I started to buy piles of classical 33s, mostly $1 cut-outs at a record shop down on Chestnut St. I also took a wonderful course on the history of Western music, which gave me a great appreciation for 12th-century polyphonics and Monteverdi.
But back then, and in all the succeeding years, I’ve never learned a damned thing about music theory or terminology. I can discuss quantum mechanics with some semblance of knowledge, but have no working concept of time signatures in music.
In the ’60s, I spent many an evening at Manny Rubin’s Second Fret, a coffee-shop near Rittenhouse Square, where he brought in nearly every major folk and blues performer (and many not-quite-major, such as Mark Spoelstra). One of those times in my life when I’ve felt blessed for being where and when I was.
Sometime in there I decided I should learn to play the guitar… or the banjo, or something. I didn’t have the money for lessons (abetted by my universal fear of embarrassing myself to suffocation through acting the fool), so I tried to learn from those big, floppy manuals by Pete Seeger and the like.

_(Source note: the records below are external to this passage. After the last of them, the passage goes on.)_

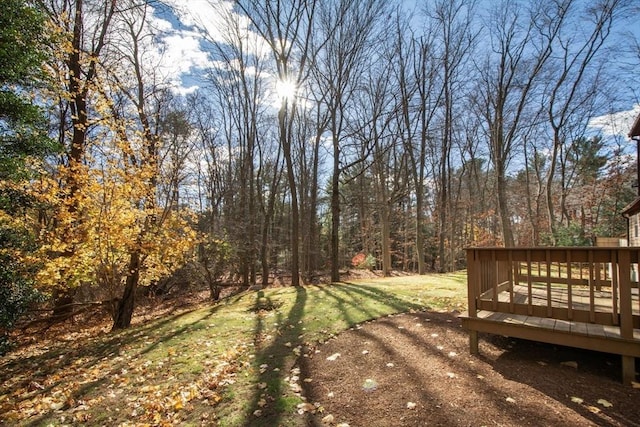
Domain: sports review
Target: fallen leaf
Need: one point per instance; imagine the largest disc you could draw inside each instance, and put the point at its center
(306, 407)
(605, 403)
(370, 385)
(570, 364)
(328, 419)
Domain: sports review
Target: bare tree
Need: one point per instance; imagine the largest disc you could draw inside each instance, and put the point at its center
(521, 45)
(344, 39)
(573, 90)
(286, 27)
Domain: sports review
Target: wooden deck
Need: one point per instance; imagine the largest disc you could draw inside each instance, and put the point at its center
(578, 297)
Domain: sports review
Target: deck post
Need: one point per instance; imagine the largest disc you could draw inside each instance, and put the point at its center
(473, 343)
(628, 369)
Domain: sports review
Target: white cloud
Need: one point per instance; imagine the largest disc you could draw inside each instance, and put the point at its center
(616, 124)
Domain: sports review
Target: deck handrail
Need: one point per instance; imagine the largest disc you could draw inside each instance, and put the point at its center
(596, 282)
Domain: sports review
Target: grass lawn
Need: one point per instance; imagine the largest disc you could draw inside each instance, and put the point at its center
(234, 363)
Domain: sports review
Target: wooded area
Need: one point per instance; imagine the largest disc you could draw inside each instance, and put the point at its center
(323, 135)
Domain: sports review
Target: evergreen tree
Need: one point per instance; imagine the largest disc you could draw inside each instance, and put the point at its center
(23, 140)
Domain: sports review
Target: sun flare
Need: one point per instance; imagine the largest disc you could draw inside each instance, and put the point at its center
(286, 90)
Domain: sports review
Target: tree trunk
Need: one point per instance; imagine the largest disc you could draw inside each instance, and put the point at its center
(126, 305)
(335, 214)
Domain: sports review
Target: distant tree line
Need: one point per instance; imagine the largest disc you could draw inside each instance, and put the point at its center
(324, 134)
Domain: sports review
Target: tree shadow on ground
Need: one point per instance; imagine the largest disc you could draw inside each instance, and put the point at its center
(270, 399)
(583, 379)
(66, 361)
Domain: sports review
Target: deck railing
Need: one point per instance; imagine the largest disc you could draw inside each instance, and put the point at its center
(593, 286)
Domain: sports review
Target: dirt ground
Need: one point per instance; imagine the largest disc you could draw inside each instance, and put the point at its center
(415, 370)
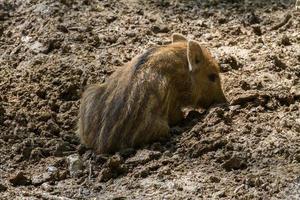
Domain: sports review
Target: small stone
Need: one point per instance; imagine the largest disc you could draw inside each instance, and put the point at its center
(75, 164)
(257, 30)
(160, 29)
(114, 162)
(19, 179)
(52, 169)
(3, 188)
(40, 179)
(214, 179)
(279, 64)
(111, 18)
(39, 47)
(244, 98)
(285, 40)
(143, 156)
(219, 194)
(105, 175)
(234, 163)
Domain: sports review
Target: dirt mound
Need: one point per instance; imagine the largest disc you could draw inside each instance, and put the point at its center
(50, 50)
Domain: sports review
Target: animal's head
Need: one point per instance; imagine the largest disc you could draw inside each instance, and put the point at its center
(204, 73)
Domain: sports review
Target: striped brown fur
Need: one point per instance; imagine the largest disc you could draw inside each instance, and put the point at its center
(138, 103)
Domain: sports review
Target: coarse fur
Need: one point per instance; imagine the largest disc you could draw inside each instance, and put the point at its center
(140, 101)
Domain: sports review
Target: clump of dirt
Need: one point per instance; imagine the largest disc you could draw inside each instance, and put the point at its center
(51, 50)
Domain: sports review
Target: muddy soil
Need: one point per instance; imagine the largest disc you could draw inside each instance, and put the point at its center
(50, 50)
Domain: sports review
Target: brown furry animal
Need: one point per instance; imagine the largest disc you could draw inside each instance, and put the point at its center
(139, 102)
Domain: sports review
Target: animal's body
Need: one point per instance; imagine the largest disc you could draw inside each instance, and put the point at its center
(140, 101)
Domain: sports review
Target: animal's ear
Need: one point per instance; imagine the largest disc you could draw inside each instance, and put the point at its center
(194, 55)
(176, 37)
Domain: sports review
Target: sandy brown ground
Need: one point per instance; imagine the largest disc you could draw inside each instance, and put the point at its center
(50, 50)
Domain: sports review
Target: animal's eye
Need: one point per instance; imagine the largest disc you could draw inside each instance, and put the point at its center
(212, 77)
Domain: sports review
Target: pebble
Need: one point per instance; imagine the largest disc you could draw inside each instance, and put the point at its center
(75, 164)
(3, 188)
(234, 163)
(19, 179)
(143, 156)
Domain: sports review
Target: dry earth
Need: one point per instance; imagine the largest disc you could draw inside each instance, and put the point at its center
(50, 50)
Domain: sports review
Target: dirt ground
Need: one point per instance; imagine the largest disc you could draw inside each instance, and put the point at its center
(50, 50)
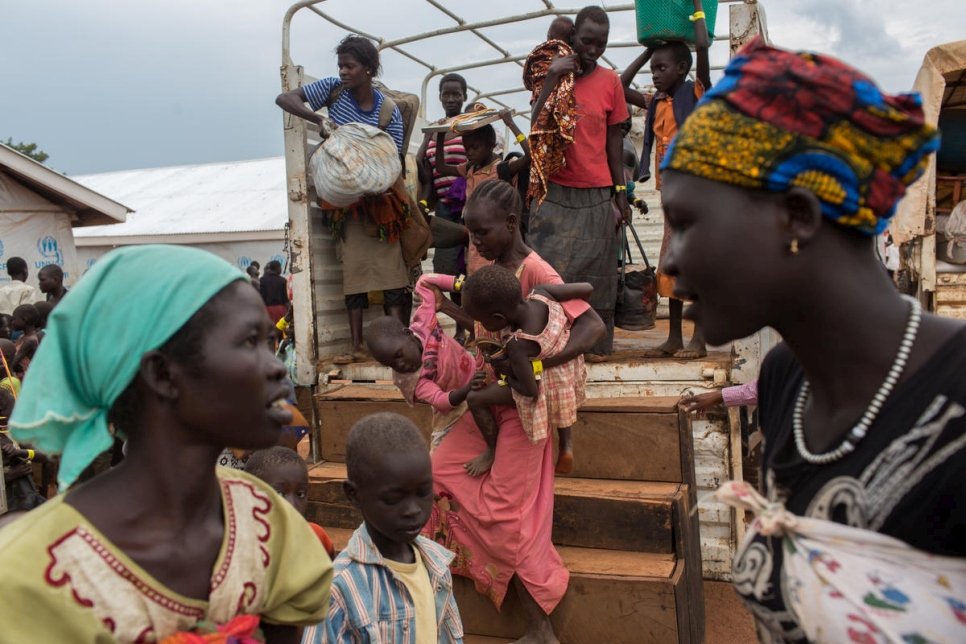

Well, I failed to learn to play the guitar, the banjo, even the recorder. I seem to be missing some vital connection between brain and extremities when it comes to rhythm or repetitive motions. Impetus does not lead to performance.
It’s the same way with me when it comes to dancing and most other physical processes. In my workshop, I can design nifty bits of woodworking but mis-measure at least twice before I get the layout right – if then. (But the absence of half my right thumb and index finger are the result of simple carelessness while shutting down the table saw.)
I don’t think any of this, or all of it taken together, proves a damned thing about me or my family. It’s just another of life’s larruping puzzlements. But waiting 85 years to take note of so obvious a familial trait says something about me that I don’t like. Though at least it gave me a topic for another sideways rumination.